Rivera Calderón, who emerged as a leader on his team, was invited to work at the student-affairs office, and he was asked to help interview a potential senior hire at the school, along with several returning students who were established leaders on campus. After the interview in late November, the other students joined Rivera Calderón for lunch, which is how he found himself sitting down, for the first time, for a meal in the dining hall that did not include any athletes. The returning students assured him, as they all talked, that their problem was with the administration, not the athletes. But they did wish the athletes wouldn’t segregate themselves so much from the rest of campus. For Rivera Calderón, the message was a huge weight off his shoulders. “I actually realized the returners don’t hate the athletes,” he said. “They actually want to get to know us. I always thought they don’t want us there. That was the moment I realized a lot of people have this whole thing wrong.” Around the same time, someone wrote in chalk on a campus sidewalk: “Your coaches are lying to you. We don’t hate you.”

‘My coach told me we have a lot to learn from these kids. And now I know what he means.’

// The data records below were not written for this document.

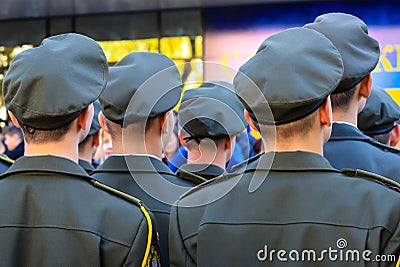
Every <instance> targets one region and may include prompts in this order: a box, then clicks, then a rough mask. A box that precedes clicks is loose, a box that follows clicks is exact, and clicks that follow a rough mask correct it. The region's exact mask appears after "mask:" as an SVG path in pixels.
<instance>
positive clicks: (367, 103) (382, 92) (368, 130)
mask: <svg viewBox="0 0 400 267" xmlns="http://www.w3.org/2000/svg"><path fill="white" fill-rule="evenodd" d="M399 119H400V107H399V105H398V104H397V103H396V102H395V101H394V100H393V98H392V97H391V96H390V95H389V94H388V93H387V92H386V90H385V89H383V88H380V87H373V88H372V91H371V95H370V97H369V98H368V99H367V102H366V104H365V107H364V109H363V110H362V111H361V112H360V113H359V114H358V119H357V127H358V128H359V129H360V130H361V131H362V132H363V133H364V134H366V135H368V136H370V137H372V138H374V139H375V140H377V141H378V142H381V143H383V144H389V140H390V134H391V131H392V130H393V129H394V128H395V127H396V125H397V121H398V120H399Z"/></svg>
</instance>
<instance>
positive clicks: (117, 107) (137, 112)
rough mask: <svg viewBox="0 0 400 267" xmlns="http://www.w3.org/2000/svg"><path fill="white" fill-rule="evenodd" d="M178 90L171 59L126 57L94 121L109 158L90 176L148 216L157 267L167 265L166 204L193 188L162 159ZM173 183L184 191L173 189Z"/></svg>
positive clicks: (145, 54)
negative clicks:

The last New College party of 2023 (theme: “Nearly Naked”) struck Maya Rish, a freshman on the school newspaper, as a breakthrough. More athletes attended that event than any other, even if they stayed in their own circle, doing a standard dance: hands waving in the air and chanting, “Ay, Ay, Ay!” Nearby, the returning students were dancing in their own way — Rish described it as more like a Grateful Dead scene — but the presence of so many athletes at the party suggested a new degree of openness.

Garcia, the softball player, was happily reigniting her high school interest in theater and set design. As a result, she was one of the rare athletes who was spending a lot of time with returning students, some of whom were fascinated by what she did as a catcher on a softball team, even if it was clear that they didn’t totally understand it. How exactly was softball different from baseball? they asked her. How on Earth did she squat for that long? Was she OK? Their curiosity was touching to her, and a little funny. She answered all their questions, and she knew they came to appreciate her dedication to her sport. Now she wanted the athletes to appreciate a little bit more of what the theater students were about. “I’m going to try to force all the athletes to come to the play,” she told me in January.

If the athletes were changing the school, there were also indications that the school was influencing the athletes. Totten, having no other choice but to switch majors as a senior, had visited a bunch of classes and decided she might be interested in sociology. Her sociology classes were opening her eyes about a lot of things, she told me, like “how once you change your community and your society, your perspectives and your ideas change.” She herself, for example, had a new understanding of the L.G.B.T.Q. community at New College. “I just wasn’t exposed to it — and now that I am, I realize where they’re coming from and why they feel threatened in the world the way they do,” she said. “Just getting yourself out there and exploring, finding new things, is how you’re going to learn and get along with more people.”